Suppose that $\kappa$ is a measurable cardinal, and $U$ is a normal ultrafilter on $\kappa$. Let $X\in U$ be a set. I'm trying to prove that--
$$ \{ \alpha <\kappa \colon \ \alpha \mbox{ is a regular cardinal and } X\cap \alpha \mbox{ is stationary in } \alpha \} \in U$$
I know this can be solved by applying Los' Theorem and considering the ultrapower (see solution below). Is there another way to prove this, without using the ultrapower construction? (we didn't learn ultrapowers and Los' theorem in the course where this problem was given).
(Solution: If $j$ is the ultrapower embedding, it suffices to prove that $j(X)\cap \kappa$ is stationary in $\kappa$, and this holds since $j(X)\cap \kappa =X$ and $X$ is stationary as it belongs to a normal ultrafilter).
Edit: I think that the following argument solves the problem: Denote- $$A = \{ \alpha <\kappa \colon \ \alpha \mbox{ is a regular cardinal and } X\cap \alpha \mbox{ is not stationary in } \alpha \} $$ and assume for contradiction that $A\in U$. For every $\alpha \in A$, let $C_\alpha \subseteq \alpha$ be a club disjoint from $X$.
Define- $$C = \{ \alpha<\kappa \colon \{ \xi \in A \colon \alpha\in C_\xi \}\in U \ \}$$
Clearly, $C,X$ are disjoint.
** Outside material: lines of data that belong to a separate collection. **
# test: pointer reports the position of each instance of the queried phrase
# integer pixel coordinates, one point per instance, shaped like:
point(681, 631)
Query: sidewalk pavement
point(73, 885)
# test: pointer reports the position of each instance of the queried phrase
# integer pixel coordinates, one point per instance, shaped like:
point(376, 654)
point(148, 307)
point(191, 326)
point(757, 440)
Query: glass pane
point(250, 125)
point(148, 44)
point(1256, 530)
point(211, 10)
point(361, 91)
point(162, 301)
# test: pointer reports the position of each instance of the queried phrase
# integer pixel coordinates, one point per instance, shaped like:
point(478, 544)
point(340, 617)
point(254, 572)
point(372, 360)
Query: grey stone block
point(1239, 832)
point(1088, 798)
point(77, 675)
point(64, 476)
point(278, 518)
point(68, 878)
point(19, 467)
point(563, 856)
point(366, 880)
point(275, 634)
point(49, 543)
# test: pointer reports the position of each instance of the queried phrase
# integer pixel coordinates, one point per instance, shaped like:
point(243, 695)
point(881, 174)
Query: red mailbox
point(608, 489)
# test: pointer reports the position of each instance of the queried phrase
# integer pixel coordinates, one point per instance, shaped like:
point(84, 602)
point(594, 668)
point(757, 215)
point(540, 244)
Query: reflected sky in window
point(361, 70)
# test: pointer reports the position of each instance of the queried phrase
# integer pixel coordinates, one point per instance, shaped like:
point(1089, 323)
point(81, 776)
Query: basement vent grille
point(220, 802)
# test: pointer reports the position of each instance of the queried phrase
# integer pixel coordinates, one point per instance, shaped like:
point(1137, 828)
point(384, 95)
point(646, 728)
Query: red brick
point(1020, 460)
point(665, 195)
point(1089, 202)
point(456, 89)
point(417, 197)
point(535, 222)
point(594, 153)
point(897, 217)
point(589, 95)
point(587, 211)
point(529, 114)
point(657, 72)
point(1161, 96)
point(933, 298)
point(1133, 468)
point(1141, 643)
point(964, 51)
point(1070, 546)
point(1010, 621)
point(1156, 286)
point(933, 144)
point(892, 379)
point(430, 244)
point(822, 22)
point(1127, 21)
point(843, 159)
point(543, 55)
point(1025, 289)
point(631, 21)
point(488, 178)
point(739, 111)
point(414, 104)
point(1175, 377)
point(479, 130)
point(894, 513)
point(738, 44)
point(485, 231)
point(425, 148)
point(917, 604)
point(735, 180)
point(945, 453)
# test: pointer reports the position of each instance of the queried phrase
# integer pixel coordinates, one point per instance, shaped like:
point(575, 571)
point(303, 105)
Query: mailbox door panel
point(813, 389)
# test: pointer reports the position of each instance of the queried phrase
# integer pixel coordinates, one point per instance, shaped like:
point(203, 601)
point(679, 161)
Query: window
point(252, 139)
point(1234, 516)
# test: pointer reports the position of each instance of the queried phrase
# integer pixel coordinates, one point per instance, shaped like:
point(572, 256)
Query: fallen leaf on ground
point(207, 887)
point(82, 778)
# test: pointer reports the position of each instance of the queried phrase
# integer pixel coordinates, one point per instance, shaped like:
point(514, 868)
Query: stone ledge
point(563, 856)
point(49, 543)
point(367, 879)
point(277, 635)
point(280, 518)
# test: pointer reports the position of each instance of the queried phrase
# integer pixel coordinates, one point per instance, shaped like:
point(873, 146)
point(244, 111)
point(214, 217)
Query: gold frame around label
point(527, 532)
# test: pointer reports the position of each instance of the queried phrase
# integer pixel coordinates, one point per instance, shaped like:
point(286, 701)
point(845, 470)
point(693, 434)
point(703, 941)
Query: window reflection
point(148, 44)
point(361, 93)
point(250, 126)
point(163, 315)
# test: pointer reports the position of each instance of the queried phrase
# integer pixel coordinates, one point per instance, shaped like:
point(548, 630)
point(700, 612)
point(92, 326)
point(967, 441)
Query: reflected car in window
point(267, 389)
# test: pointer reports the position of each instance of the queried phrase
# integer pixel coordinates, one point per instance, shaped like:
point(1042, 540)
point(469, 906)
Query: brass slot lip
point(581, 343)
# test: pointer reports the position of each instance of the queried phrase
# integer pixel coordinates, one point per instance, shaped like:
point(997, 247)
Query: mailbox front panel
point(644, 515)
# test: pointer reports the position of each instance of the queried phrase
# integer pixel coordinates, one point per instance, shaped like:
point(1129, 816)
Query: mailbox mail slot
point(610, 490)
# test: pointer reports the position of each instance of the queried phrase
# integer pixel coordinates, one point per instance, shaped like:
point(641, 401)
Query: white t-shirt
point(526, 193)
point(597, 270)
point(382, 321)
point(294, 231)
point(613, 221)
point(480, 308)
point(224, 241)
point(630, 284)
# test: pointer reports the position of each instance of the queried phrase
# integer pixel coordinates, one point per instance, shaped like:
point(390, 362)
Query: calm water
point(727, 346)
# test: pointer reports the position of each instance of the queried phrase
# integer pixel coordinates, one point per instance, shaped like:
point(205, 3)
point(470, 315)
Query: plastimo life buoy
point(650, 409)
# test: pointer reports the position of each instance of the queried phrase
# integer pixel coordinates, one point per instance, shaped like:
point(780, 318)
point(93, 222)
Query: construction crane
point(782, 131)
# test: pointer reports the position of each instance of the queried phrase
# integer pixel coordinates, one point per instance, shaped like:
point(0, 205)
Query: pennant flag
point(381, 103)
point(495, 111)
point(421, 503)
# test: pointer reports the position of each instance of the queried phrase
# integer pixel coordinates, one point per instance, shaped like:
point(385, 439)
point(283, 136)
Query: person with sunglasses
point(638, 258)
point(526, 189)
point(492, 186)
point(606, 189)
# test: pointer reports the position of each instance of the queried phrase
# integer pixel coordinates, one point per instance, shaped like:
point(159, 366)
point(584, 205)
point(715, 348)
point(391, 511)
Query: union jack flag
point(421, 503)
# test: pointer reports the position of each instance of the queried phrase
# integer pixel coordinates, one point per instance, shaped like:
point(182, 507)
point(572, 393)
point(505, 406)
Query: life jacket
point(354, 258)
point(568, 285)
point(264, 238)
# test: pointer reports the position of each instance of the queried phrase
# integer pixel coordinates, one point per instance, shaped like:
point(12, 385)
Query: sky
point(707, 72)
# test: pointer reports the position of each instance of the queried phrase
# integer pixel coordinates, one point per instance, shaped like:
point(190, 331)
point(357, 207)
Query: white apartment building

Let us prove that $C$ is a club in $\kappa$, and this is a contradiction.
It suffices to prove that $\{ \alpha \in A \colon C\cap \alpha = C_\alpha \} \in U \ $ (From this it's not hard to verify that $C$ is a club in $\kappa$. We use the fact that each $C_{\alpha}$ is a club in $\alpha$, and therefore $C$ is closed as "high" as we desire).
Claim: $\{ \alpha \in A \colon C\cap \alpha = C_\alpha \} \in U$.
Proof: Otherwise, $\{ \alpha \in A \colon C\cap \alpha \neq C_\alpha \} \in U$. For every $\alpha$ in this set, let $x_{\alpha}$ be an ordinal below $\alpha$ which belongs to exactly one of the sets $C_{\alpha}, C\cap \alpha$. Then $\alpha \mapsto x_{\alpha}$ is regressive, and therefore constant on a set in $U$. Assume that $x$ is the constant value. Then: $$x\in C \iff \{\xi <\kappa \colon x\in C_\xi \}\in U \iff \{ \xi <\kappa \colon x\notin C\cap \xi \} \in U \iff x\notin C$$